58. Pokémon Rumble World
With over 700 Pokémon toys to fight against, Pokémon Rumble World is the adventure that never ends.
59. Pokémon Shuffle (2015)
Pokémon Shuffle is a mobile app version of Pokémon Trozei.
60. Pokémon Picross (2015)
With hundreds of Pokémon-style Picross puzzles to complete, there is never a dull moment with this game.
61. Pokkén Tournament (2015)
Joining forces with the team behind Tekken, Pokkén Tournament is the closest we’ll ever get to experiencing an anime-style Pokémon fight.
62. Pokémon Sun & Moon (2016)
Generation 7 is here with Sun & Moon, bringing even more Pokémon into the mix and a much deeper storyline as well.
63. Pokémon Ga-Olé (2016)
2v2 Arcade machine.
64. Pokémon GO (2016)
Taking the world by storm, Pokémon GO is the closest we will likely ever get to experiencing Pokémon in the real world.
65. Pokémon Ultra Sun & Ultra Moon (2017)
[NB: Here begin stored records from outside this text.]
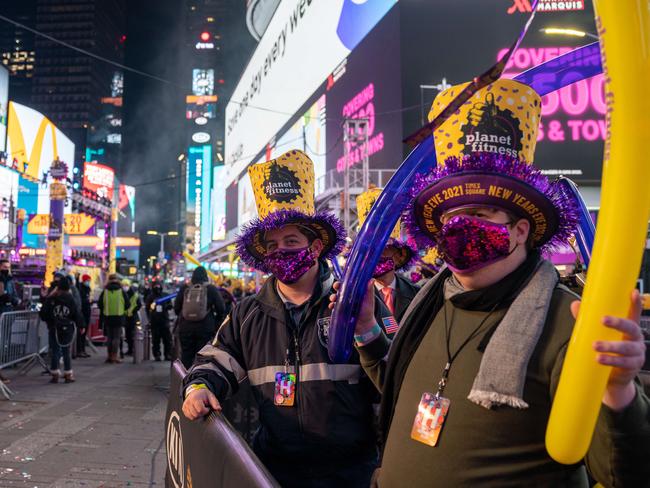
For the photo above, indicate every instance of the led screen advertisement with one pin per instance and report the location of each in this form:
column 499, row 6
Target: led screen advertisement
column 4, row 100
column 572, row 129
column 100, row 179
column 203, row 82
column 303, row 44
column 8, row 199
column 35, row 142
column 218, row 205
column 126, row 206
column 368, row 86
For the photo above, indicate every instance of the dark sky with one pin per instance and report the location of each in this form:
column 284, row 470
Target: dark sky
column 153, row 134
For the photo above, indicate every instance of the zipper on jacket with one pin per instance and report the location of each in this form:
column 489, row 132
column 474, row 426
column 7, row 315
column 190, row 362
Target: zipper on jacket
column 296, row 356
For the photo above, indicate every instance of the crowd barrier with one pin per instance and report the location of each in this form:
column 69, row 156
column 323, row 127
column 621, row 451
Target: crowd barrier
column 208, row 452
column 20, row 341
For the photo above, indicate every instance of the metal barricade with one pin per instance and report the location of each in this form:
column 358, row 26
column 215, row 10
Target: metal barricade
column 19, row 342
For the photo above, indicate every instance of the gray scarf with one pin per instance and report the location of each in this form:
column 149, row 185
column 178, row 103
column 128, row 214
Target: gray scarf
column 502, row 374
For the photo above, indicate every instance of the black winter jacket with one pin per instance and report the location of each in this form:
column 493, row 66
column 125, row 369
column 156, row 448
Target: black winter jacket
column 216, row 309
column 330, row 425
column 60, row 306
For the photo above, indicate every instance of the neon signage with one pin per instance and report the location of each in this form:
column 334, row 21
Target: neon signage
column 546, row 6
column 573, row 113
column 362, row 106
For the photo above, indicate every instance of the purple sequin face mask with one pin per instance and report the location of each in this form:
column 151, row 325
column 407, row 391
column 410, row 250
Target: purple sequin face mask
column 469, row 244
column 288, row 265
column 383, row 266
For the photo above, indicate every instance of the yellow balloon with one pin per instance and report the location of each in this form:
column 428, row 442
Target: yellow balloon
column 624, row 29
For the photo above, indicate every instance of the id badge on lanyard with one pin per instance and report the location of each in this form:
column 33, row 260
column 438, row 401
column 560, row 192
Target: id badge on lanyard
column 285, row 389
column 432, row 411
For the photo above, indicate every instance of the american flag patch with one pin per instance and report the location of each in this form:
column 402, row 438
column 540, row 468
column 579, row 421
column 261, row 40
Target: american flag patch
column 390, row 324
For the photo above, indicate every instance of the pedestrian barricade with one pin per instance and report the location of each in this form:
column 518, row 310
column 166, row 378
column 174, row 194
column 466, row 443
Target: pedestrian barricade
column 20, row 342
column 207, row 452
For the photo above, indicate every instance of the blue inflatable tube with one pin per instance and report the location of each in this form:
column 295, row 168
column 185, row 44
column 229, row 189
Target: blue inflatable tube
column 571, row 67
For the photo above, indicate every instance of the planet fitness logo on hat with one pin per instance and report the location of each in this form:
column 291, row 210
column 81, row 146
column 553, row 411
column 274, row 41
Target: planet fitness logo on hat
column 281, row 184
column 491, row 129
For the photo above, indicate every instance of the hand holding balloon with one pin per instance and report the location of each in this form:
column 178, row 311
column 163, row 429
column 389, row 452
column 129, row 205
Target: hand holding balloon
column 626, row 356
column 366, row 320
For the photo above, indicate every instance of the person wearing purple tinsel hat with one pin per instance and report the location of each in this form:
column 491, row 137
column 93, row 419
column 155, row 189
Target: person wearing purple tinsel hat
column 468, row 385
column 316, row 417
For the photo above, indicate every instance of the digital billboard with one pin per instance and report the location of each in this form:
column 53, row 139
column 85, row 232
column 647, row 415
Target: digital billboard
column 303, row 44
column 570, row 141
column 4, row 100
column 203, row 82
column 8, row 200
column 35, row 142
column 126, row 206
column 100, row 179
column 198, row 216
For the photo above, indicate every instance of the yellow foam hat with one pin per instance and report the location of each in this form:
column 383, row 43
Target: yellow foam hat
column 285, row 183
column 404, row 253
column 284, row 194
column 502, row 118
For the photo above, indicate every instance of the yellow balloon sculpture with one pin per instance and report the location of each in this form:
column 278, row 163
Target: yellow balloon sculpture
column 624, row 28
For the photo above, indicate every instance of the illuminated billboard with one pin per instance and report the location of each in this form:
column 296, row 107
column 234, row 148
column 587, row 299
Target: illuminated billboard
column 126, row 206
column 100, row 179
column 35, row 142
column 4, row 100
column 198, row 217
column 8, row 200
column 302, row 45
column 218, row 205
column 203, row 82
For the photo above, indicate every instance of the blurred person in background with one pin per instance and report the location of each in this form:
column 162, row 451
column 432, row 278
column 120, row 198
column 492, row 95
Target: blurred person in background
column 62, row 317
column 200, row 310
column 133, row 306
column 84, row 293
column 112, row 305
column 158, row 314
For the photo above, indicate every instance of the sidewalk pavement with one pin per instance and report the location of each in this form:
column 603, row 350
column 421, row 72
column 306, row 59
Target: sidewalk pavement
column 106, row 430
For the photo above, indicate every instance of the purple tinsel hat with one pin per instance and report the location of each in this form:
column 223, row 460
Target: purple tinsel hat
column 491, row 180
column 328, row 228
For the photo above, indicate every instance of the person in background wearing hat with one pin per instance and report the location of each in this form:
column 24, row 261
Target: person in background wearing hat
column 394, row 289
column 8, row 295
column 133, row 305
column 112, row 303
column 316, row 417
column 468, row 385
column 84, row 292
column 62, row 316
column 200, row 310
column 158, row 314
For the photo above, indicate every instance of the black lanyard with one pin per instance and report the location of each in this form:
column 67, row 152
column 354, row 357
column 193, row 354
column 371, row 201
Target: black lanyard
column 451, row 357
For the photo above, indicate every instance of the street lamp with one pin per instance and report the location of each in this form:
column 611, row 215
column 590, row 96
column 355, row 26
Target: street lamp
column 550, row 31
Again, the definitive version has been split into dual releases to maximize fun (and profits…). Still, USUM gave us some new Ultra Beasts and a fun postgame as well.
66. Pokkén Tournament DX (2017)
An updated version of Pokkén Tournament for Nintendo Switch, featuring even more playable fighters.
67. Pokémon Duel (2017)
A fun Pokémon-style board game.
68. Pokémon Let’s Go, Pikachu! & Let’s Go, Eevee! (2018)
Another generation 1 remake, this time featuring roaming wild Pokémon, updated graphics, and interesting starter mechanics with the partner Pokémon.
69. Pokémon Sword & Shield (2019)
The first mainline Pokémon games on the Nintendo Switch, these two games brought us the wild area, new Pokémon, and Dynamaxing!
70. Pokémon TCG Card Dex (2019)
This app allowed you to scan your cards and keep track of your collection.
71. Pokémon Masters EX (2019)
This is a Pokémon-style gacha mobile app that lets you collect both trainers and their signature Pokémon.
72. Pokémon Home (2019)
A storage system where players can house Pokémon from various games.
73. Pokémon Mystery Dungeon: Rescue Team DX (2020)
A remake of the original Pokémon Mystery Dungeon Red & Blue Rescue Team combined into one single Switch title.
74. Pokémon Café Mix (2020)
A fun and challenging puzzle game.
75. Pokémon Mezastar (2020)
Another arcade machine and the sequel to Battrio and Tretta.
76. Pokémon Smile (2020)
An app designed to encourage children to brush their teeth.
77. Pokémon Unite
This is a fun and free-to-play MOBA game in which you control Pokémon and must destroy enemy objectives to emerge victorious with the other members of your team.
78. New Pokémon Snap (2021)
A long-awaited sequel to the incredible Pokémon Snap on N64. This Switch game features even more courses, a day & night cycle, and even boss battles!
79. Pokémon Brilliant Diamond & Shining Pearl (2021)
Remakes of the original generation 4 games given a chibi art style and not much else. These games weren’t very well received, and it’s likely because they were just filling time for the next entry on this list.
80. Pokémon Legends: Arceus (2022)
The most innovative Pokémon game in decades, this title allows you to explore a vast open world and catch brand-new Pokémon in a bygone era of Sinnoh.
81. Pokémon Scarlet & Violet (2022)
Set to release in November, Pokémon Scarlet and Violet look like they will be the most fun Pokémon games yet!